Document-as-Image Representations Fall Short for Scientific Retrieval

TL;DR

Document-as-image representations underperform in scientific retrieval; interleaved text+image representations are more effective.

cs.IR 🔴 Advanced 2026-04-21 44 views

Ghazal Khalighinejad Raghuveer Thirukovalluru Alexander H. Oh Bhuwan Dhingra

AI Reader Arxiv Page Download PDF

scientific document retrieval multimodal representation LaTeX information retrieval vision-language models

Key Findings

Methodology

This paper introduces a new benchmark, ArXivDoc, to analyze the effectiveness of different representation methods in scientific document retrieval. By constructing documents from the LaTeX sources of scientific papers, the study examines the performance of text, image, and multimodal representations in both single-vector and multi-vector retrieval models. A systematic comparison reveals that interleaved text+image representations outperform document-as-image representations without requiring specialized training.

Key Results

Result 1: Document-as-image representations consistently underperform across all query types, especially as document length increases. Even for image-based queries, text representations with VLM-generated captions perform better.
Result 2: Text representations excel in image-based queries by leveraging captions and surrounding text context.
Result 3: Interleaved text+image representations outperform document-as-image approaches without requiring specialized training, indicating that combining modalities is more robust than relying solely on rendered pages.

Significance

This study challenges the prevailing paradigm of document-as-image representations in scientific document retrieval, highlighting the advantages of text and multimodal representations in handling structured scientific documents. The findings have significant implications for both academia and industry, particularly in applications requiring precise retrieval and analysis of complex document content.

Technical Contribution

Technical contributions include the introduction of a new benchmark, ArXivDoc, providing a systematic comparison of text, image, and multimodal representations. The study demonstrates that interleaved text+image representations outperform document-as-image representations without requiring specialized training, revealing the potential of multimodal integration.

Novelty

This research is the first to systematically compare text, image, and multimodal representations in scientific document retrieval. Unlike existing work, it emphasizes the advantages of text and multimodal representations in handling structured scientific documents.

Limitations

Limitation 1: The study focuses primarily on scientific documents, which may not be applicable to other types of documents.
Limitation 2: The models and datasets used in the experiments may limit the generalizability of the results.
Limitation 3: The specific needs of documents from different fields were not considered.

Future Work

Future directions include expanding the ArXivDoc benchmark to cover more domains and document types, and developing more advanced multimodal models to further enhance the performance of scientific document retrieval.

AI Executive Summary

In the field of scientific document retrieval, the traditional approach of using document-as-image representations faces challenges. Existing benchmarks, such as ArXivQA and ViDoRe, often treat documents as images of pages, which perform poorly when handling text-rich multimodal scientific documents. This paper introduces a new benchmark, ArXivDoc, constructed from the LaTeX sources of scientific papers, providing a systematic comparison of text, image, and multimodal representations.

The introduction of the ArXivDoc benchmark allows researchers to directly access the structured elements of scientific documents, such as sections, tables, figures, and equations, enabling precise query construction based on specific evidence types. By systematically comparing text, image, and multimodal representations, the study finds that interleaved text+image representations outperform document-as-image representations without requiring specialized training.

Experimental results show that document-as-image representations consistently underperform across all query types, especially as document length increases. Even for image-based queries, text representations excel by leveraging captions and surrounding text context. Furthermore, interleaved text+image representations outperform document-as-image approaches without requiring specialized training, indicating that combining modalities is more robust than relying solely on rendered pages.

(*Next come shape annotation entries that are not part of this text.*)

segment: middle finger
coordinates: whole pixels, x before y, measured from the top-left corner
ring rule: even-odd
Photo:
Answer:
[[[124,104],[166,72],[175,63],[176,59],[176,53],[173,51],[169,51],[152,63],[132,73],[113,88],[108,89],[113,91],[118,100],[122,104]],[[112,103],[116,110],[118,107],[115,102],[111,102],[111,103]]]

This research has significant implications for both academia and industry, particularly in applications requiring precise retrieval and analysis of complex document content. It challenges the prevailing paradigm of document-as-image representations in scientific document retrieval, highlighting the advantages of text and multimodal representations in handling structured scientific documents.

Future research directions include expanding the ArXivDoc benchmark to cover more domains and document types, and developing more advanced multimodal models to further enhance the performance of scientific document retrieval.

Deep Analysis

Background

Scientific document retrieval is a crucial area of research in information retrieval, aiming to locate evidence relevant to a query from a large collection of documents. Traditional retrieval systems often represent documents as plain text or images. However, scientific documents typically contain rich multimodal information, such as text, tables, figures, and equations, distributed in a structured manner. Recently, with the advancement of vision-language models (VLMs), there has been a growing interest in representing documents as images. However, this approach performs poorly when handling text-rich multimodal scientific documents, as it obscures the structural information of the document.

Core Problem

The core problem is how to effectively represent and retrieve multimodal information in scientific documents. Existing methods often treat documents as images, which perform poorly when handling long documents and text-rich content. Moreover, this approach requires models to infer content boundaries and relationships, increasing the complexity of retrieval. Therefore, there is a need for a representation method that preserves the structural information of documents to improve retrieval performance.

Innovation

The core innovation of this paper lies in introducing a new benchmark, ArXivDoc, to analyze the effectiveness of different representation methods in scientific document retrieval. Specific innovations include:

1. Constructing documents from LaTeX sources, directly accessing structured elements such as sections, tables, figures, and equations.

2. Systematically comparing text, image, and multimodal representations in both single-vector and multi-vector retrieval models.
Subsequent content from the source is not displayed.